Lipowo (deutsch Lindendorf) ist ein Dorf in der polnischen Woiwodschaft Ermland-Masuren und gehört zur Landgemeinde Piecki (Peitschendorf) im Powiat Mrągowski (Kreis Sensburg).

Geographische Lage[Bearbeiten]

Lipowo liegt südöstlich der Kreisstadt Mrągowo (Sensburg) im Landschaftsschutzpark Masuren (polnisch: Mazurski Park Krajobrazowy) am westlichen Ufer des Jezioro Majcz Wielki (Großer Maitzsee). Unmittelbar am Ort entlang verläuft eine Nebenstraße, die Kosewo (Kossewen, 1938–1945 Rechenberg)an der Landesstraße 16 mit Dobry Lasek (Guttenwalde) an der Woiwodschaftsstraße 610 verbindet. Die nächste Bahnstation ist Baranowo (Barranowen, 1938–1945 Hoverbeck) an der Bahnstrecke von Czerwonka (Czerwonken, auch: Rothfließ, 1932–1945 Rotbach) über Mrągowo nach Ełk (Lyck).

Geschichte[Bearbeiten]

Der bis 1945 Lindendorf[1] genannte Ort wurde im Jahre 1833 gegründet. 1874 wurde das Dorf in den neu errichteten Amtsbezirk Pfeilswalde[2] (heute polnisch: Pilnik) eingegliedert. Er gehörte bis 1945 zum Kreis Sensburg (Mrągowo) im Regierungsbezirk Gumbinnen (heute russisch: Gussew) der preußischen Provinz Ostpreußen. Am 1. Dezember 1910 waren in Lindendorf 494 Einwohner registriert.[3] Ihre Zahl stieg bis 1933 auf 538 und belief sich 1939 noch auf 476.[4]

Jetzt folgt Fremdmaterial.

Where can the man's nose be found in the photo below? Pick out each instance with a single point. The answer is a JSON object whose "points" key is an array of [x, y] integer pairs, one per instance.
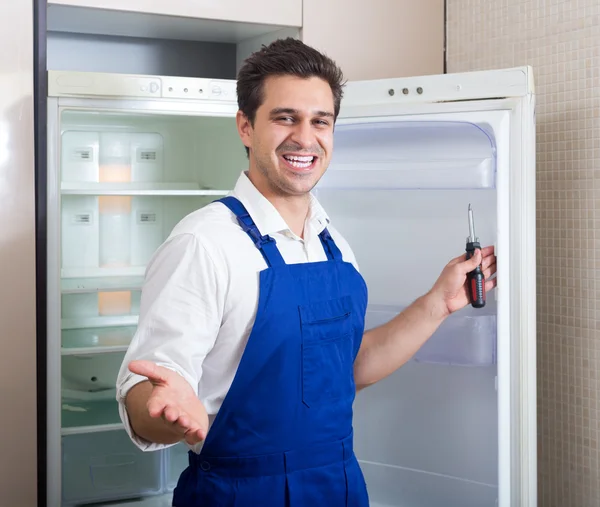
{"points": [[303, 134]]}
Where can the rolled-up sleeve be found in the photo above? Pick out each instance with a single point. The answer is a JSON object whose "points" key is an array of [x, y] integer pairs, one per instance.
{"points": [[180, 315]]}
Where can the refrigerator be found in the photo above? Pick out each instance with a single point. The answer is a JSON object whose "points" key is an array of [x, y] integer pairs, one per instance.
{"points": [[131, 155]]}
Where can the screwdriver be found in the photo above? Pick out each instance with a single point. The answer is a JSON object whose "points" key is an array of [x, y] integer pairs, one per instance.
{"points": [[475, 277]]}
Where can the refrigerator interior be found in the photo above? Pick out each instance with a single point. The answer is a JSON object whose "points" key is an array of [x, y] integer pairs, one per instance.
{"points": [[398, 190], [125, 179]]}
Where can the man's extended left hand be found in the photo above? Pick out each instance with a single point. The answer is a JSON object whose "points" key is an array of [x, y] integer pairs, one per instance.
{"points": [[450, 291]]}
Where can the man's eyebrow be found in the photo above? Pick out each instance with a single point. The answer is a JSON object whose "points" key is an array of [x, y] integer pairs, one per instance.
{"points": [[289, 110]]}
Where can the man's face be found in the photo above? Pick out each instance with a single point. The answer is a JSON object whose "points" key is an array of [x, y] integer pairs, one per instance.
{"points": [[292, 137]]}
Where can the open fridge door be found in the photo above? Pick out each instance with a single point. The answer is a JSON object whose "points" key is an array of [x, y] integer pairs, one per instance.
{"points": [[456, 425]]}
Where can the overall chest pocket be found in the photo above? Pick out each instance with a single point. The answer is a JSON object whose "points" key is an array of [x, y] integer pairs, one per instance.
{"points": [[327, 351]]}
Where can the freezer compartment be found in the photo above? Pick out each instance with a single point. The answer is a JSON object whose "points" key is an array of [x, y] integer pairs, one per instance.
{"points": [[412, 155], [108, 235], [102, 149], [398, 487], [107, 466], [465, 338]]}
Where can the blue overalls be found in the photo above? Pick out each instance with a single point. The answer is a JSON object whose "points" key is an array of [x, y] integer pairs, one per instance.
{"points": [[283, 436]]}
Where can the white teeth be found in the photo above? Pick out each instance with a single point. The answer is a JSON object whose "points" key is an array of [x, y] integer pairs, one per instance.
{"points": [[299, 159]]}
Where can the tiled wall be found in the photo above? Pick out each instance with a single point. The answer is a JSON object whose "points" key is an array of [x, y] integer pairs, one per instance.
{"points": [[561, 40]]}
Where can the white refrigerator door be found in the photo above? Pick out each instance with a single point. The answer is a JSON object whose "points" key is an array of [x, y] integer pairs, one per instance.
{"points": [[456, 425]]}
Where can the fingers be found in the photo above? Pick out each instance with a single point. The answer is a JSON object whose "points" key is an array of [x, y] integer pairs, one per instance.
{"points": [[470, 264], [156, 406], [491, 270], [177, 419], [487, 255], [154, 373], [490, 284], [194, 437]]}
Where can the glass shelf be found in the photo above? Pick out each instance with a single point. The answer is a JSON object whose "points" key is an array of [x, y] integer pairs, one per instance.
{"points": [[88, 416], [96, 340], [100, 283], [138, 189]]}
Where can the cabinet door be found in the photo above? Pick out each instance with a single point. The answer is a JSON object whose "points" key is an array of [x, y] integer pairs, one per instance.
{"points": [[271, 12], [378, 39]]}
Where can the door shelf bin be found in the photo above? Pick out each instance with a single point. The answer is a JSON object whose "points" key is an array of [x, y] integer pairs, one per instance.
{"points": [[107, 466], [412, 155], [466, 338]]}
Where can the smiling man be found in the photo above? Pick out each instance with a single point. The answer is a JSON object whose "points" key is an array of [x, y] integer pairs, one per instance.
{"points": [[251, 345]]}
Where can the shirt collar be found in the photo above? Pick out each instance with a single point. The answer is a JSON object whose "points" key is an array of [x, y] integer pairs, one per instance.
{"points": [[265, 215]]}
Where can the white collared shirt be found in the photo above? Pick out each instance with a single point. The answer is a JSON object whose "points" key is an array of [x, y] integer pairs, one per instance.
{"points": [[201, 291]]}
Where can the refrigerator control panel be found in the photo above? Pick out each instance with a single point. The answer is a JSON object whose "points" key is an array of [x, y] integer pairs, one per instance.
{"points": [[90, 84]]}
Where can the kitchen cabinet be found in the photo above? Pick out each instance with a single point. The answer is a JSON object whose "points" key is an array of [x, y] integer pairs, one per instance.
{"points": [[269, 12], [378, 39]]}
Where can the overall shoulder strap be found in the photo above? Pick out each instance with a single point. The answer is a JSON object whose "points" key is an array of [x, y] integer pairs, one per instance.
{"points": [[266, 244], [331, 249]]}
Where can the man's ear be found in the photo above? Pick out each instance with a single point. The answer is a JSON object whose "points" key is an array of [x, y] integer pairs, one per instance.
{"points": [[245, 129]]}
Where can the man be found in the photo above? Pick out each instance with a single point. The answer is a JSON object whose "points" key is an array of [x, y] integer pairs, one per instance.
{"points": [[252, 314]]}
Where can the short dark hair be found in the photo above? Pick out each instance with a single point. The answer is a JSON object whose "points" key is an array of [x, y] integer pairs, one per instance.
{"points": [[285, 57]]}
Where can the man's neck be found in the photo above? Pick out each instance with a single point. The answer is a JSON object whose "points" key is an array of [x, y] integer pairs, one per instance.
{"points": [[293, 209]]}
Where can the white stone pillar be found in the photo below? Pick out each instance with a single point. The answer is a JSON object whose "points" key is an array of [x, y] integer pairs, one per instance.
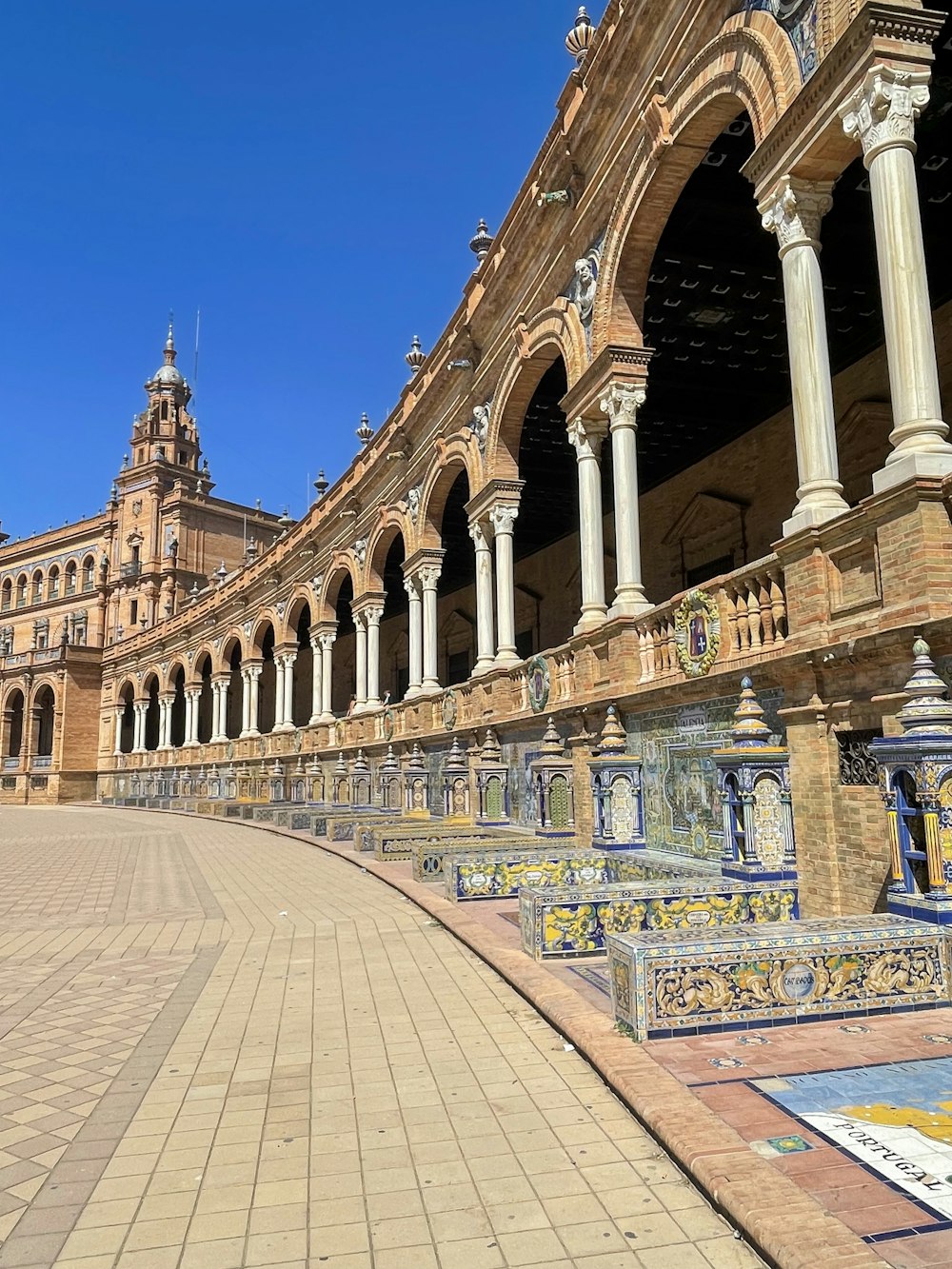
{"points": [[486, 650], [415, 637], [794, 212], [254, 674], [289, 662], [585, 438], [373, 620], [246, 704], [621, 404], [220, 712], [429, 576], [316, 681], [327, 677], [882, 115], [503, 519], [164, 724], [194, 696], [278, 724], [361, 667]]}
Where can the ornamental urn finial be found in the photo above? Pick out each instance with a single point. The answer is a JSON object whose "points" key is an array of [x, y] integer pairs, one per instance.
{"points": [[928, 711], [613, 739], [579, 38], [415, 357], [480, 243], [365, 431], [749, 728]]}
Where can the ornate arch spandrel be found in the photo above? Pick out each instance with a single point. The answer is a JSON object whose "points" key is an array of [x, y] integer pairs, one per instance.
{"points": [[752, 66]]}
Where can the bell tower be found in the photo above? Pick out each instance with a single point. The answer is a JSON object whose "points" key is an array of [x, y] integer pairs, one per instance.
{"points": [[166, 431]]}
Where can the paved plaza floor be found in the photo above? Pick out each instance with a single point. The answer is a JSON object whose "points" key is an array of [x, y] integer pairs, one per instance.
{"points": [[221, 1047]]}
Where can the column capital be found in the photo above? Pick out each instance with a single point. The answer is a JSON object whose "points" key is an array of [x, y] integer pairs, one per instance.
{"points": [[794, 210], [585, 437], [621, 403], [882, 113]]}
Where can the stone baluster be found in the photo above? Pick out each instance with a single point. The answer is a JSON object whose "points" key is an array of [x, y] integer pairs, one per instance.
{"points": [[882, 115], [585, 438], [794, 212]]}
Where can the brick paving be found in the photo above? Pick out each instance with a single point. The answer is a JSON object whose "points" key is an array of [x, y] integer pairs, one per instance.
{"points": [[223, 1047]]}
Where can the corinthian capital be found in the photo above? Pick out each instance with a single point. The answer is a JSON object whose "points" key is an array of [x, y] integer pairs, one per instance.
{"points": [[794, 210], [621, 403], [883, 113]]}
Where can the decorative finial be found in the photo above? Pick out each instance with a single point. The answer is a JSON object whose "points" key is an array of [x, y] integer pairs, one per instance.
{"points": [[613, 739], [928, 711], [480, 243], [579, 38], [415, 357], [749, 728], [365, 431]]}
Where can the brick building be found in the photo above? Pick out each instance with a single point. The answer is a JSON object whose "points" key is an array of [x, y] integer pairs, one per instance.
{"points": [[664, 441]]}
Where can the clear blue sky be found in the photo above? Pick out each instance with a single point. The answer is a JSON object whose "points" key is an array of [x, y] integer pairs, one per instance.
{"points": [[307, 174]]}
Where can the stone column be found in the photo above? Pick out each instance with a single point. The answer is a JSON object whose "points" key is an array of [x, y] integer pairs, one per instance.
{"points": [[503, 519], [327, 677], [246, 704], [288, 721], [479, 532], [373, 618], [621, 404], [882, 115], [249, 701], [794, 212], [415, 637], [164, 723], [585, 437], [316, 681], [192, 721], [220, 712], [429, 576], [361, 692], [278, 724]]}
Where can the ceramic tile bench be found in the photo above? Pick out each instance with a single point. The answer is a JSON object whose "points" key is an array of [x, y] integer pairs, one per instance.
{"points": [[677, 982], [502, 873], [570, 922]]}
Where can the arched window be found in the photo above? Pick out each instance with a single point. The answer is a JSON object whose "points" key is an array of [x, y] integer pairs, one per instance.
{"points": [[13, 721]]}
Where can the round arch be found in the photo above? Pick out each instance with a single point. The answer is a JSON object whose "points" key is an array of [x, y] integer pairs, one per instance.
{"points": [[749, 66]]}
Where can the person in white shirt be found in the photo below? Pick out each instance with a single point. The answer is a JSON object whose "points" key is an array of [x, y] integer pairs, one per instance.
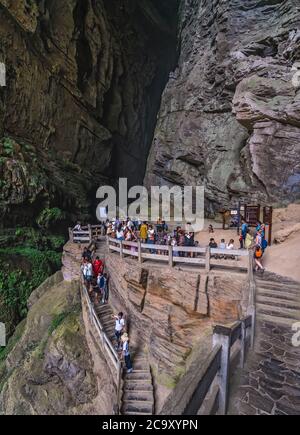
{"points": [[119, 327], [126, 352]]}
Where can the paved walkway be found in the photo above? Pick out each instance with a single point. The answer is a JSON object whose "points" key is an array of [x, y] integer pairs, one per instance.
{"points": [[270, 383]]}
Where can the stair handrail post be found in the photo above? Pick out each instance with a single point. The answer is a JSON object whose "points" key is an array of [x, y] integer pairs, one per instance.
{"points": [[171, 262], [243, 343], [140, 251], [90, 232], [207, 259], [222, 337]]}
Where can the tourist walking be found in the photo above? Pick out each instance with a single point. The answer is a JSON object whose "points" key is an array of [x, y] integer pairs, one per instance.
{"points": [[144, 232], [106, 289], [258, 254], [126, 353], [119, 328], [244, 233]]}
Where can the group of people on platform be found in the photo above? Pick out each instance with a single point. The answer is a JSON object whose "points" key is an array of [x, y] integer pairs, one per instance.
{"points": [[97, 284]]}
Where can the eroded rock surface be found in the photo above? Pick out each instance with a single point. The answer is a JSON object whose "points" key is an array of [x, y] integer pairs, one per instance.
{"points": [[171, 312], [229, 117], [84, 81], [49, 369]]}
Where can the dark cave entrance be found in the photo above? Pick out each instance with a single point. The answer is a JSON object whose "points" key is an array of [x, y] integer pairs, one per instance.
{"points": [[150, 43]]}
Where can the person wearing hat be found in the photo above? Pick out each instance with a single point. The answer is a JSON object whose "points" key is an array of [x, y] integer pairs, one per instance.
{"points": [[126, 352]]}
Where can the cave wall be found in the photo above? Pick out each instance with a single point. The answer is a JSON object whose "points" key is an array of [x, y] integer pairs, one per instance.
{"points": [[229, 117], [84, 82]]}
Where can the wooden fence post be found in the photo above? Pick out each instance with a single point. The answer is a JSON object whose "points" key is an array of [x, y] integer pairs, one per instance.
{"points": [[171, 263], [243, 344], [140, 252], [222, 337], [90, 232], [207, 260]]}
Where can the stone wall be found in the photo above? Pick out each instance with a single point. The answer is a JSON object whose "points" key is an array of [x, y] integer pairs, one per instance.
{"points": [[229, 116], [171, 312]]}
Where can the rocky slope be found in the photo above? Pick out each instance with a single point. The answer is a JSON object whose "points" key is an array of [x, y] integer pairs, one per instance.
{"points": [[84, 81], [229, 117], [48, 367], [171, 312]]}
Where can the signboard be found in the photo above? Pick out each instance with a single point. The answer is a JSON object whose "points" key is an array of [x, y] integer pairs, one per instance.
{"points": [[252, 214], [268, 220]]}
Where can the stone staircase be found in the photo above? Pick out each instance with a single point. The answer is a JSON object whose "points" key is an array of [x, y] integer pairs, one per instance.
{"points": [[270, 382], [278, 301], [138, 395], [71, 260]]}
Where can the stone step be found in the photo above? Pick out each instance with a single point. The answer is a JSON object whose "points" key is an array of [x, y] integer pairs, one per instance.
{"points": [[107, 317], [278, 295], [138, 384], [275, 320], [276, 302], [138, 395], [138, 407], [140, 366], [139, 376], [278, 311]]}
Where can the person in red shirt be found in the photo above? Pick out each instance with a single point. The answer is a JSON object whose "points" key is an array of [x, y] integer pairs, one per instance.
{"points": [[98, 266]]}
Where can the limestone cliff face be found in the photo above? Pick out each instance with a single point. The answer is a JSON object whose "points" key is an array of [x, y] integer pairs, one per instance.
{"points": [[171, 312], [49, 368], [229, 117], [84, 81]]}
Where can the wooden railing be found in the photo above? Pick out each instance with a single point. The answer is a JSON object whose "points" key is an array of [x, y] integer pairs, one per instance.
{"points": [[176, 255], [204, 390], [108, 350], [86, 235]]}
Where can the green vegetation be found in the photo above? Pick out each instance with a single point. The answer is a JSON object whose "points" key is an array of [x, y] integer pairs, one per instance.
{"points": [[16, 285], [27, 258]]}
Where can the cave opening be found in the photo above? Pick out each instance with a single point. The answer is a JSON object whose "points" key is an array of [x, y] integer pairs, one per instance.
{"points": [[149, 52]]}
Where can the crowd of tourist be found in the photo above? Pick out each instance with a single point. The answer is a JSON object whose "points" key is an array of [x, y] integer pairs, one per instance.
{"points": [[97, 281], [97, 284]]}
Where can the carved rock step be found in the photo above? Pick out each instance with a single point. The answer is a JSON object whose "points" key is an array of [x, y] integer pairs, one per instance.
{"points": [[281, 295], [137, 407], [137, 375], [278, 311], [289, 288], [280, 321], [138, 385], [138, 395]]}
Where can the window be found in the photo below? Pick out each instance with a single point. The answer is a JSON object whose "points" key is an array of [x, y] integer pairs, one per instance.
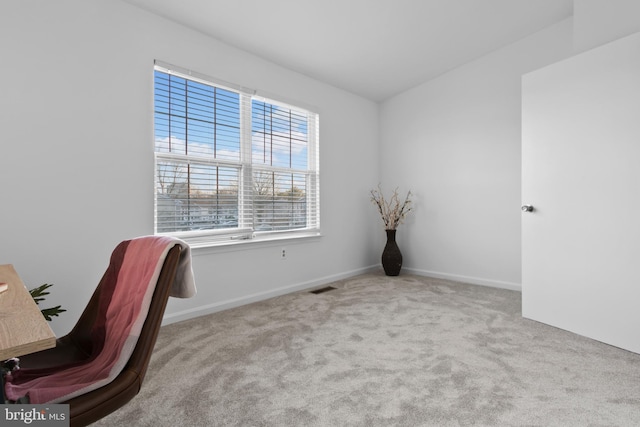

In Kriegsfolge kam Lindendorf mit dem südlichen Ostpreußen zu Polen und erhielt die polnische Bezeichnung „Lipowo“. Heute ist es ein Dorf in der Gmina Piecki (Peitschendorf) im Powiat Mrągowski der Woiwodschaft Ermland-Masuren (1975 bis 1998 Woiwodschaft Olsztyn).

Kirche[Bearbeiten]

Die überwiegend evangelische Bevölkerung Lindendorfs war bis 1945 in das Kirchspiel Barranowen (1938–1945 Hoverbeck, polnisch: Baranowo) eingepfarrt.[5] Es gehörte zum Kirchenkreis Sensburg (polnisch: Mrągowo) in der Kirchenprovinz Ostpreußen der Kirche der Altpreußischen Union. Heute ist die Einwohnerschaft Lipowos mehrheitlich katholischer Konfession. Die (bisher evangelische) Pfarrkirche in Baranowo ist weiterhin (jetzt katholischer) Bezugspunkt. Baranowo ist nun dem Dekanat Mikołajki (Nikolaiken) im Bistum Ełk (Lyck) der Katholischen Kirche in Polen zugeordnet. In Lipowo lebende evangelische Kirchenglieder gehören jetzt zur Pfarrei Mrągowo in der Diözese Masuren der Evangelisch-Augsburgischen Kirche in Polen.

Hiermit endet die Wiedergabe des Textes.